= R. K. Johnson =

Robert Kirthwood "Lefty" Johnson (August 28, 1910- November 4, 1971) was the pioneer financial officer of Bob Jones University and the first biographer of Bob Jones, Sr.

==Biography==
Born in Lynchburg, Virginia, Johnson was orphaned at eight years of age and placed in the Odd Fellows Home where he remained until he was nineteen. He worked in the automotive shop of the orphanage and eventually took charge of the equipment and purchased supplies for the home.

Arriving at Bob Jones College in 1931, Johnson became a student leader and was elected president of the senior class. Although a religion major, he became bookkeeper of the College while still a student and was named business manager the following year when he was 25. He remained in that position for the rest of his life, with virtually his only formal business training that provided by John Sephus Mack, the president of G.C. Murphy stores, and Mack’s subordinates. In 1957, Johnson was given an honorary Doctor of Laws degree from the Bible Institute of Los Angeles.

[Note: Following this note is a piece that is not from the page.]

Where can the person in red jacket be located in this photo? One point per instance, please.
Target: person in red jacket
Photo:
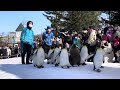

Johnson discovered in Bob Jones, Sr. a father figure whom he admired intensely, and his loyalty to Jones and the school he founded never wavered. Even in a business report Johnson was capable of writing, “I am thankful to God for letting me be a part of the greatest and most wonderful school in the world.”

Johnson’s business sense was legendary. He was hard driving, frugal, decisive, and shrewd. Johnson loved to bargain and could make such a convincing sales pitch to local businessmen that they might contribute the items he needed and make a cash contribution to the University besides. His “pay-as-you-go” policy played a significant role in allowing the unendowed BJU to survive the loss of its federal tax exemption in the 1980s. At the same time, Johnson seems to have enjoyed an unusually warm family life. Before his death of a heart attack in 1971, Johnson cobbled together a commemorative biography of Jones, which includes a chapter on the construction of the Greenville campus in which Johnson himself played a significant role.